Третье обстоятельство, противодействовавшее попытке теократической организации, не обращало на себя, вообще говоря, должного внимания, а последствия его нередко даже подвергались неправильной оценке. Везде, где только духовенство овладевало обществом и подчиняло его теократической организации, власть всегда доставалась духовенству, допускавшему в своих недрах брачную жизнь, т. е. сословию священнослужителей, пополнявшемуся из своей собственной среды, воспитывавшему детей своих для того же положения, в котором родились они. Пересмотрите историю, обратитесь к Азии, к Египту: все великие теократии были произведением духовенства, составлявшего само по себе полное общество, почерпавшего в самом себе все элементы своей силы и ничего не заимствовавшего извне. Христианское духовенство, как безбрачное, находилось в совершенно другом положении; чтобы продолжать свое существование, оно должно было постоянно прибегать к светскому обществу, обращаться для своего пополнения ко всем сословиям. Тщетно сословный дух напрягал свои силы, чтобы подчинить себе эти чуждые ему элементы; в новых пришельцах всегда оставались некоторые следы их происхождения; и горожане, и дворяне всегда сохраняли известные черты своего прежнего духа, своего первобытного состояния. Безбрачие священников, без сомнения, содействовало отчуждению католического духовенства от прочих сословий; оно ставило его в совершенно особенное положение, чуждое интересам и общественной жизни других людей; но вместе с тем оно принуждало его беспрерывно вступать в сношения с светским обществом, обновлять, пополнять себя с его помощью, принимать, переносить часть совершившихся там нравственных переворотов. Я не колеблясь утверждаю, что это постоянно возрождающаяся необходимость причинила попытке теократической организации гораздо более вреда, нежели мог принести ей пользы сословный дух, поддерживаемый безбрачием духовенства.
Наконец, в самых недрах духовенства встретились могущественные противники этой попытки. Часто говорят о единстве церкви; действительно, она постоянно стремилась к нему и в некоторых отношениях благополучно достигла его. Не будем, однако, увлекаться ни блеском слов, ни блеском отдельных фактов. В каком обществе более внутренних раздоров, более партий, нежели в духовенстве? Какая нация разделялась, волновалась, изменяла свое направление чаще, нежели теократическая нация? Национальные церкви большей части европейских государств почти беспрерывно борются с римским престолом, соборы с папами; ереси бесчисленны и беспрестанно возрождаются; постоянно есть повод к расколу; нигде не видно такого различия в мнениях, такого упорства в борьбе, такого раздробления власти. Внутренняя жизнь церкви, смуты, перевороты, обуревавшие ее, были, может быть, важнейшим препятствием успеху той теократической организации, которой она стремилась подчинить общество.
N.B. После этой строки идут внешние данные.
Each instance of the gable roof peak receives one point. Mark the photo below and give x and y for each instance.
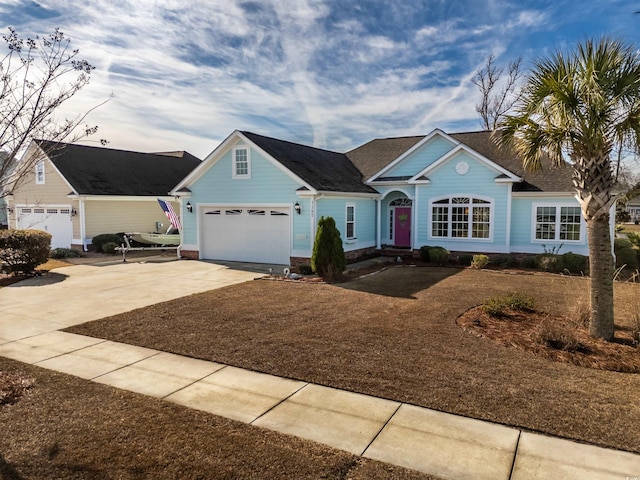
(91, 170)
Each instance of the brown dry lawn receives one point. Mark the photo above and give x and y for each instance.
(394, 335)
(68, 428)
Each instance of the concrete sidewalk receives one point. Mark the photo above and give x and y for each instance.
(437, 443)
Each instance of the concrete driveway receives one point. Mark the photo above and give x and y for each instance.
(80, 293)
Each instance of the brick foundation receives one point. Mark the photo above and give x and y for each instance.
(352, 256)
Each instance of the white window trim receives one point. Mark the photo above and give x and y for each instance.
(491, 206)
(234, 166)
(557, 206)
(39, 167)
(346, 222)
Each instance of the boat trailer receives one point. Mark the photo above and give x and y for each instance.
(126, 247)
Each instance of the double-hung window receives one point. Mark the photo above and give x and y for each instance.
(40, 172)
(350, 224)
(241, 162)
(560, 223)
(465, 217)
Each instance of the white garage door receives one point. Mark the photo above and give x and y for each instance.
(54, 220)
(255, 234)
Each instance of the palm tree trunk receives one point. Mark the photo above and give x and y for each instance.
(601, 273)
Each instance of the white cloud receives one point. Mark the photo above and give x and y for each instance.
(183, 74)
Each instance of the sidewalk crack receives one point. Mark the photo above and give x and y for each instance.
(515, 455)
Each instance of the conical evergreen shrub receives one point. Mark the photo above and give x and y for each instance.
(328, 259)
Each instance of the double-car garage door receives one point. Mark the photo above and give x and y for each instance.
(246, 234)
(55, 220)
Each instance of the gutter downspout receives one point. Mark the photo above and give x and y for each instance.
(314, 218)
(83, 227)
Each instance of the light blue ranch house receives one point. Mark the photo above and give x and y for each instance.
(259, 199)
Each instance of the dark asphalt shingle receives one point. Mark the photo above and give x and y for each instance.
(373, 156)
(105, 171)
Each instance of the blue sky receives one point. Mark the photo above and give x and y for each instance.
(182, 75)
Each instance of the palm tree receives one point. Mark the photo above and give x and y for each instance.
(575, 108)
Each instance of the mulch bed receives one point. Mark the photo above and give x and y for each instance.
(394, 335)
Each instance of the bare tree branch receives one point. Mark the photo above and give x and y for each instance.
(37, 75)
(497, 103)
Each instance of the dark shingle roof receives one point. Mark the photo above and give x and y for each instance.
(322, 169)
(373, 156)
(105, 171)
(549, 179)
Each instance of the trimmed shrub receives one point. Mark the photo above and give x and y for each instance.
(505, 261)
(558, 336)
(465, 259)
(529, 262)
(99, 240)
(575, 263)
(549, 262)
(438, 255)
(109, 247)
(24, 250)
(328, 259)
(497, 306)
(305, 270)
(64, 253)
(625, 254)
(634, 238)
(479, 261)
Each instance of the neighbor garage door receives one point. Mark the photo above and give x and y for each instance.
(255, 234)
(52, 219)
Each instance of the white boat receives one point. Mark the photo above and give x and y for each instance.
(149, 238)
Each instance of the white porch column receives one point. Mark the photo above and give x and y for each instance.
(378, 224)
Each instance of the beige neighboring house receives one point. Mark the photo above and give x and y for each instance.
(633, 207)
(76, 192)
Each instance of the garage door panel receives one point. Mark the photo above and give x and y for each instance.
(256, 234)
(51, 219)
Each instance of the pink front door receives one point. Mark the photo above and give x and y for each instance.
(402, 227)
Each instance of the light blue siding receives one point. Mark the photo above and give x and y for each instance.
(523, 224)
(267, 185)
(422, 158)
(365, 218)
(478, 181)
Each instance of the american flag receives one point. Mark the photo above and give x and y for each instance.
(171, 215)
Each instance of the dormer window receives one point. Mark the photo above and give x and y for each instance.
(40, 172)
(241, 162)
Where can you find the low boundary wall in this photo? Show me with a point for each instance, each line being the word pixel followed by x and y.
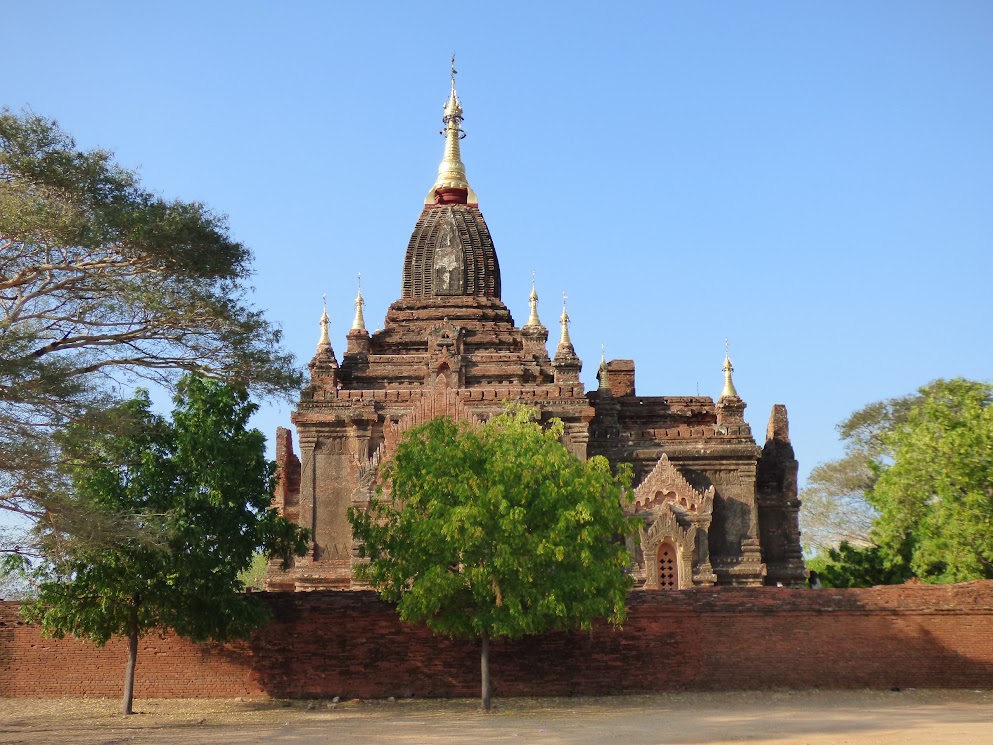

Все эти препятствия становятся заметными уже в V веке, при самом зарождении великой попытки, рассматриваемой нами. Однако они не помешали продолжению ее, не помешали даже успеху ее в течение нескольких веков. Наиболее знаменательным ее моментом, решительным ее кризисом было правление Григория VII в конце XII века. Мы уже видели, что преобладающею идеею этого великого человека было подчинение всего мира духовенству, духовенства – папской власти, Европы – обширной благоустроенной теократии. В стремлении своем к этой цели, Григорий VII, по моему мнению и насколько можно судить о столь отдаленных событиях, сделал две ошибки: одну – как теоретик, другую – как революционер. Первая состояла в том, что он громогласно объявил о своем плане, систематически изложил свои убеждения о свойствах и правах духовной власти и заранее, с железною логикою, извлек из них самые отдаленные заключения. Таким образом, не обеспечив еще за собою средств к победе, он грозил нападением всем светским государям Европы. В делах человеческих успех не достигается таким самовластным образом действий. Кроме того, Григорий VII впал в ошибку, свойственную всем революционерам: он пытался сделать более, нежели мог исполнить, он не хотел принять возможное за меру и предел своих усилий. Чтобы ускорить торжество своих идей, он вступил в борьбу с империею, со всеми государями, даже с духовенством. Он не отказался ни от одного вывода из своей теории, не пощадил ничьих интересов; он громогласно объявил, что хочет властвовать и над царствами, и над умами, и таким образом восстановил против себя, с одной стороны, все светские власти, устрашенные неминуемою опасностью, с другой – свободных мыслителей, которые начинали появляться и уже чуждались тирании, тяготевшей над мыслью. Вообще, Григорий VII больше повредил, нежели помог осуществлению им задуманного предприятия.